Beg, Borrow, and Steal our Retreat!

That’s the goal of our high school ministries Winter retreat.

I’m not talking about a cash neutral event to the youth budget. I’m talking about… we’ve got no money so we need to do this retreat for free. We don’t have budget money and our students literally have no cash to offset expenses.

Here’s what we’re trying to do:

Create a memorable, kinetic, outside-of-our-neighborhood, experience with our high school group. We need this retreat. It’ll be good for the students and it’ll be good for the group.

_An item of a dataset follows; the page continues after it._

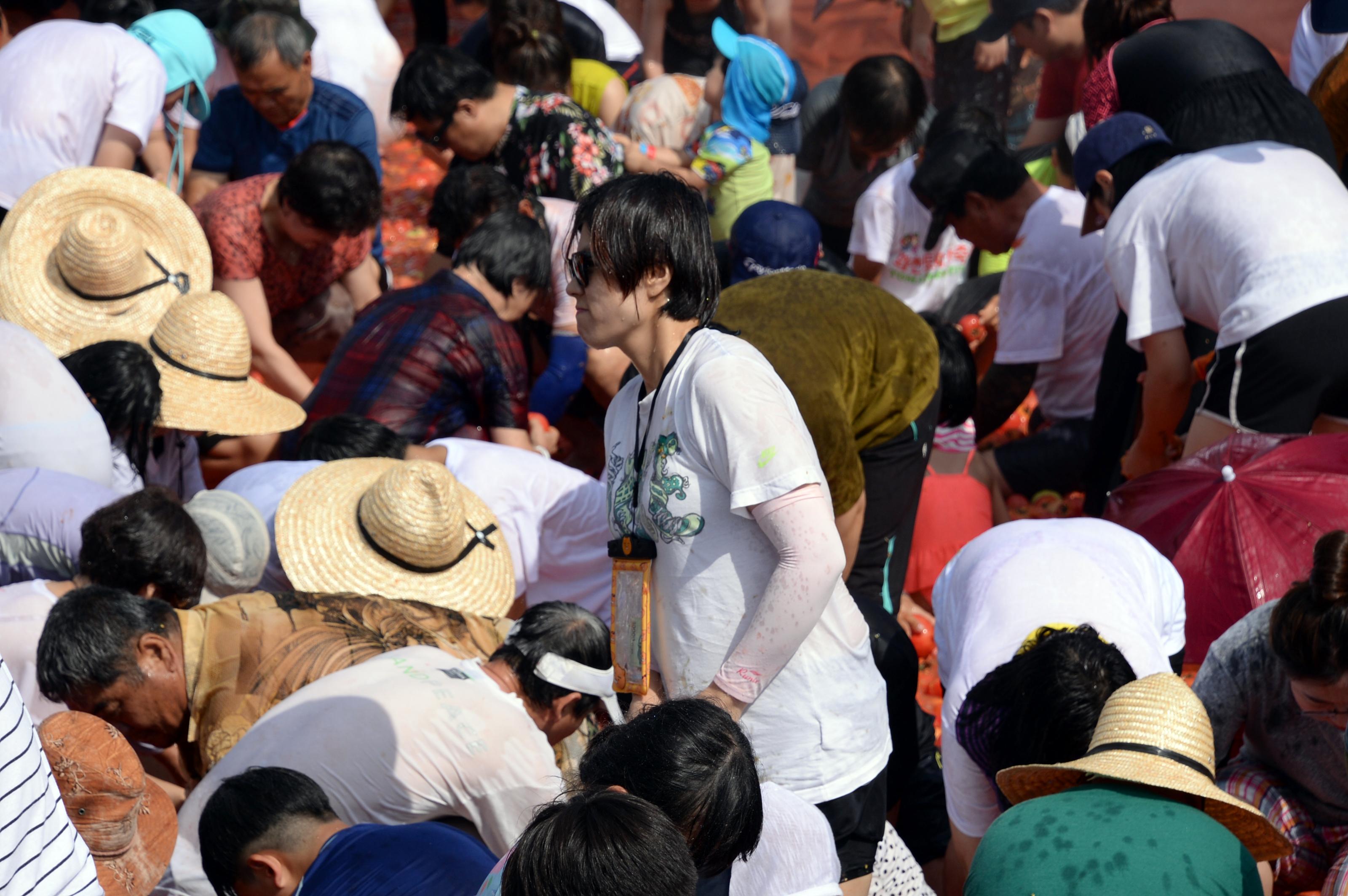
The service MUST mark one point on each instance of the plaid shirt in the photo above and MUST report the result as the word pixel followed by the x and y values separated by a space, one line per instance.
pixel 426 362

Here’s how we’re going to do it

Beg: I’m not too proud to beg. Especially when it comes to the faith development of the students in our ministry. Fortunately, when it came to location, I didn’t even have to beg. I just asked a Kingdom-minded friend if we could crash his youth building for 30 hours. When I visited Danny Long earlier this fall and saw his facilities (about 30 minutes from City Heights, but far enough into East County to feel completely separate from the urban environment.) I asked if it might be a possibility to use his building for a retreat. Without flinching he was happy to do it.

Next up, Kathy (our youth pastor) asked her cousin to lead worship. Done. Teaching? I’m pretty sure we’ll split those duties. Now we’re out begging for folks to pick up the tab on our Costco run for food for the retreat.

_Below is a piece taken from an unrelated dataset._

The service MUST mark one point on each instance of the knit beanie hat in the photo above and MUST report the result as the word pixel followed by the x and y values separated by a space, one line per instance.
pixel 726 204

All that’s left is to beg off some programming elements. One of the tricks I learned from retreat-guru Lars Rood [author of an upcoming YS book on doing ministry for cost-neutral or free] was to not skimp on experience. So we are officially on the lookout to bring something to this retreat that our students from City Heights completely unexpected. (Horseback riding, sledding, paintball, or something along those lines.)

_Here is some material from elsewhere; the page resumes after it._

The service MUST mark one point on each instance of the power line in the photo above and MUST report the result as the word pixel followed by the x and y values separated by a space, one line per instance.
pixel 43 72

Borrow: We’re going to borrow ideas. Darn near all of them. Why spend all the time thinking up stuff when we can take things people are already offering for free and tweak them to work in our ministry/ From activity ideas to theme to kitchen appliances.

Steal: OK, we’re not going to steal anything. But we are stealing victory from the enemy by doing something we can’t afford for free. We might not be a resource rich ministry, but we are a resourceful group who aren’t ashamed to rely on the Kingdom.

Have you ever done a ministry event like this? If so, leave a comment and share your idea. [So I can steal it.]

Comments

5 responses to “Beg, Borrow, and Steal our Retreat!”

  1. jay sauser Avatar

    yeah, I did a weekend retreat one time that just so happened to be the same weekend as Planet Wisdom. So our kids thought I had gotten Dutton, Mark and the Skit Guys to do it all for us. It was cool. And guess what I’m planning another retreat weekend again in Feb here in Tulsa – guess who is going to be in town again.

    1. adam mclane Avatar

      That’s hilarious. And it’s totally my plan for PW in Orange County. Huh… these guys are here? We should go!

      1. jay sauser Avatar

        the bang for your buck it too good to pass up. and my kids really missed when they didn’t come last year.

  2. Tim Avatar

    We used to do WorldVision’s 30 hour famine. Last year I asked people in the church to sponsor two hour blocks of time throughout. They could do whatever activity they wanted (I did have to approve it), but they were to do all the planning, recruit their own workers, finance it, etc. I did help if they asked, and a few did.

    I think the adults who got involved appreciated the opportunity to engage the group with their own ideas (and it caused a few volunteers to come out when they normally would not have). The students also seemed to like the engagement as well. We got some good response back from it.

  3. Adam Avatar

    We had a retreat a few weeks ago on a tight budget, I wrote up a booklet …
    http://fusedretreatbooklet.blogspot.com/

    …based on the theme of our retreat (Connect) talking about our connection to God. When we talked about brokeness we found someone with old shower tiles they weren’t going to use and had the kids write their struggles down between sessions on the tiles…then to end the next session each student shattered their tile with a hammer. Then I took and spread the tiles on a table set for communion for the next session symbolizing that He was broken to fix our brokenness. We took communion and just worshiped (I led and played).

    It was cheap, nearly no cost what DID have cost was donated. We held 5 sessions One was a kick off, one was just worship, prayer, and communion and the other three were normal service type settings. Very successful, very cheap.

    Didn’t get free shelter though, but it was cheap…and good. WLD Ranch in Girard, PA if anyone is interested.